Steam requires AI game disclosures – Epic’s CEO says they’re meaningless

- Steam currently requires developers to disclose any use of generative AI in their games
- Epic Games CEO Tim Sweeney wants Steam to stop labeling games that use AI
- Critics say removing AI tags would reduce transparency for gamers who care about how games are made.
Epic Games CEO Tim Sweeney is calling on video game stores like Steam to ditch their “Made with AI” tags, arguing that they are obsolete before they’ve even completed their rollout.
“AI will be involved in almost all future productions,” he wrote in an article on X, insisting that there is no point in labeling games that use it. “That doesn’t make any sense.” Steam, for now, disagrees.
Valve’s popular digital storefront introduced a policy earlier this year requiring developers to disclose whether generative AI was used in the creation of a game. It could be in the writing, artwork, code, or anything else. The goal is to let players know what they are downloading. This is the part that Sweeney takes issue with, suggesting that reporting AI in 2025 is like putting a warning sticker on games that use 3D graphics or autocomplete in code.
Agreed. The AI tag is relevant to art exhibitions for authorship disclosure and to digital content licensing markets where buyers need to understand the rights situation. This makes no sense for game stores, where AI will be involved in almost all future productions.November 26, 2025
But it turns out people care. And not just in the abstract. For a growing number of gamers, developers, and digital storefronts, knowing how a game was made, especially in a world flooded with generative AI tools, is part of the purchasing decision. And what Sweeney sees as inevitable, others see as the start of a much bigger problem: games full of outsourced, flavorless AI.
It’s important to say that few people object to a developer using autocomplete when writing code. AI coding assistance is now almost standard. But generative art, AI-written dialogue, and AI-composed trailers are where the conversation gets tricky.
For the average gamer browsing Steam’s indie section, this isn’t hypothetical. You’ll see lots of generative AI assets, often poorly vetted, like character portraits with too many fingers or dialogue trees written like Wikipedia entries.

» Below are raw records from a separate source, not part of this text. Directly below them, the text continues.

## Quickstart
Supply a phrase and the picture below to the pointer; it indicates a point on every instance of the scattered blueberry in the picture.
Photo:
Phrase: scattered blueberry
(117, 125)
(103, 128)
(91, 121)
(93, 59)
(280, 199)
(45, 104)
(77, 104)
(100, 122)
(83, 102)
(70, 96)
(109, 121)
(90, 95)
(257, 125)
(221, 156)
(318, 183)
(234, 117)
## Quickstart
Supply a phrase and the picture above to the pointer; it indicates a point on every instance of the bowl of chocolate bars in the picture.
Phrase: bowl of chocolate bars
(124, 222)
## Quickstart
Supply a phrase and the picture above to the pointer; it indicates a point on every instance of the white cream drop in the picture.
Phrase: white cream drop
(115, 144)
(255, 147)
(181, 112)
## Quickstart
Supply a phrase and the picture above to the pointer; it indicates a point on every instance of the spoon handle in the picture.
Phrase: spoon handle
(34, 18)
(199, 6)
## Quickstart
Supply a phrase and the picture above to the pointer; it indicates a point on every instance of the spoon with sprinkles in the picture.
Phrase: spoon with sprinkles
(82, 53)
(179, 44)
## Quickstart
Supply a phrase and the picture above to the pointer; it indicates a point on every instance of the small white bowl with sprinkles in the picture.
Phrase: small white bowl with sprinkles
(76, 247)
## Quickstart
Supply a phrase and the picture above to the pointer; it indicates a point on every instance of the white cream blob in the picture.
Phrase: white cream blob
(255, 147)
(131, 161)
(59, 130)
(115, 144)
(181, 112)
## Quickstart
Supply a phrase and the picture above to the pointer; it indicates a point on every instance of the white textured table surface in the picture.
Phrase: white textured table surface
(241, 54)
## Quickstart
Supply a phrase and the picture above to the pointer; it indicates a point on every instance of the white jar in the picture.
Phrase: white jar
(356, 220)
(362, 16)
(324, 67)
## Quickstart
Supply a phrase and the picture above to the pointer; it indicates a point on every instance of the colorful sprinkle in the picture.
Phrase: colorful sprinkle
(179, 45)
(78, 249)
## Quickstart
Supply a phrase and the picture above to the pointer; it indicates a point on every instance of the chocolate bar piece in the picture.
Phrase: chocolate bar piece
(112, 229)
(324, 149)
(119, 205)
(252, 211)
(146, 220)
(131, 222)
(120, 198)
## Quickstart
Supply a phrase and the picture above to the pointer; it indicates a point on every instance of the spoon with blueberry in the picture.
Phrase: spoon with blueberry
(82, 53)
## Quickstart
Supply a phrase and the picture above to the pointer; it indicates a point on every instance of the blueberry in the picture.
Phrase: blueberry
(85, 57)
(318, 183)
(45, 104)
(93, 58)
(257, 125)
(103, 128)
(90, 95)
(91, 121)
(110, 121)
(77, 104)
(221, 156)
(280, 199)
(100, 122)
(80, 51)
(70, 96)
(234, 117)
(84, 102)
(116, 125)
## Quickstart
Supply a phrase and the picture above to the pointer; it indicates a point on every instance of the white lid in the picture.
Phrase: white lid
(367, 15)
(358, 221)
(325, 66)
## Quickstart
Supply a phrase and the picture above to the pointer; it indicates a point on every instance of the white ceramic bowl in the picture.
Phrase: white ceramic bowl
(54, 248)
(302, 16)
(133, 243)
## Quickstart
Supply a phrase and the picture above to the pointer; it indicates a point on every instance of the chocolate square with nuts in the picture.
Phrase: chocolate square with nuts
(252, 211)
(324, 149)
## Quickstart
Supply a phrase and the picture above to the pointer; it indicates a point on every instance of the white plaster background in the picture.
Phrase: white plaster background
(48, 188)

This year, Steam’s Next Fest featured several games built almost entirely from AI-generated content, and players took notice. Some studios have been called out for recycling the same image prompts or grouping elements together without real design cohesion.
AI games
It must be recognized that Sweeney thinks of small developers. “I hate to see Valve taking away more and more opportunities from small developers,” he wrote in a follow-up post, arguing that AI tags stigmatize indie games that use the tools ethically.
This is a legitimate concern. No one wants a world where individual studios are penalized for using Midjourney to draw background art or ChatGPT to brainstorm quest descriptions. But the opposite is also true: gamers don’t want to feel cheated into buying games that have outsourced all their creative soul to a neural network.
The broader concern here is not about AI, but about trust. Steam’s disclosure policy gives players the option to care. Maybe not. Maybe you’re just looking for a relaxing deck builder or another farming sim to relax with. But if someone cares, because they’re an artist, their work has been removed, or they just want to support entirely human-made work, then the AI label is valid. It’s not a scarlet letter. It’s a filter.
Sweeney’s proposal to eliminate AI tags altogether would keep players guessing. It would also remove a key accountability mechanism. If a developer releases a game with AI-generated assets, the current policy says: just say so. This is not censorship. It’s information.
After all, not all AI content is created equal. A developer who uses AI to brainstorm mechanics and then spends six months refining them by hand is in a different category than someone who asks a text-to-text engine to “create a vampire encounter sim” and publishes everything that comes out. And while the “Made with AI” tag doesn’t explain this nuance, it does open the door to questions.